Cookie Security Defaults
Nifra's c.set.cookie() applies secure defaults to every cookie:
- HttpOnly — not accessible to JavaScript (prevents XSS theft)
- Secure — sent only over HTTPS (set
{ secure: false }for local http dev) - SameSite=Lax — mitigates CSRF without blocking top-level navigation
- Path=/ — sent on all requests (override with
{ path: '/admin' }if needed)
These are applied to all cookies (sessions, CSRF tokens, preferences) unless explicitly overridden. When developing locally, you must set { secure: false } or the cookie will be rejected by the browser on non-HTTPS connections.
Rate Limiting on Login
The rate-limit middleware (@nifrajs/middleware) protects against brute-force by enforcing IP-based buckets.
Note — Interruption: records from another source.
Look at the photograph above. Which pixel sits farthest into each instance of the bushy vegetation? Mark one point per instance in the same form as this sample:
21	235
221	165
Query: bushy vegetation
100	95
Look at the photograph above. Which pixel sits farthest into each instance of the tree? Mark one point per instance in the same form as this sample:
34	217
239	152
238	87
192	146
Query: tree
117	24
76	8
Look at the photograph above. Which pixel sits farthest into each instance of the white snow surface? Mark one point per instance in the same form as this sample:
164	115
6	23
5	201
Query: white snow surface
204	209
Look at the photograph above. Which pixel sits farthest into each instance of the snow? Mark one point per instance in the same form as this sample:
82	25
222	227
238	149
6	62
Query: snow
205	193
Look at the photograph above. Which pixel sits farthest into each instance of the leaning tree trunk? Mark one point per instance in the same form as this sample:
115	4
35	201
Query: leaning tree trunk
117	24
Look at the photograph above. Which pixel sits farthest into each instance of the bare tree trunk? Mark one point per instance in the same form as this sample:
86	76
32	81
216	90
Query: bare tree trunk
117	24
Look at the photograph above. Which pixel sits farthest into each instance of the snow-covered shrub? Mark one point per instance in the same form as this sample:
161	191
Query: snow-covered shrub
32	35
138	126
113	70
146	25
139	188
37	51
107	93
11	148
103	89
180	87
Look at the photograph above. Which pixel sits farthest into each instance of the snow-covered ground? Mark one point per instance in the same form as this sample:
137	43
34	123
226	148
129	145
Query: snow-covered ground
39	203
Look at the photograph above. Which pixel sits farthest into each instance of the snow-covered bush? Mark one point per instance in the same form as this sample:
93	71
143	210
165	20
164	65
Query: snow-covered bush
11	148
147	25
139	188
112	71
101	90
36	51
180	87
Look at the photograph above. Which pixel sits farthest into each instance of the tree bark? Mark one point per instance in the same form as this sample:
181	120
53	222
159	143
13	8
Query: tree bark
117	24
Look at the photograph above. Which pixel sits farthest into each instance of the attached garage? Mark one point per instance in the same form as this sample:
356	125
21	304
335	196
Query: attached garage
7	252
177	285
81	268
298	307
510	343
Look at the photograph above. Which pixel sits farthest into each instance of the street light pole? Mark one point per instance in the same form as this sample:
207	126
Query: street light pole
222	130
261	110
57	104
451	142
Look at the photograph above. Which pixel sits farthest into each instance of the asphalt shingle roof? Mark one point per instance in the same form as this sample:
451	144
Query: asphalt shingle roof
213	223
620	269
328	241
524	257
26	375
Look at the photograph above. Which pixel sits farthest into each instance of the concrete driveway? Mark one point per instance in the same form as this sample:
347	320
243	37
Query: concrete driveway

Critical: if your app is behind a reverse proxy (CDN, load balancer), you must configure trustedProxies so the middleware reads the real client IP from X-Forwarded-For instead of the proxy's IP (which would cause all users to share a rate limit):
app.use(
rateLimit({
key: (c) => "login:" + c.req.header("x-forwarded-for") ?? c.req.header("cf-connecting-ip") ?? c.ip,
limit: 5, // 5 attempts
window: 15 * 60 * 1000, // per 15 minutes
onExceeded: (c) => new Response("Too many login attempts", { status: 429 }),
}),
)
.post("/login", …)Without trustedProxies configured correctly, the middleware will fall back to the proxy's IP address, and your entire user base will share a single rate-limit bucket — defeating the protection. Check your proxy's documentation for how it sets X-Forwarded-For (Cloudflare uses cf-connecting-ip, AWS ALB/NLB use x-forwarded-for).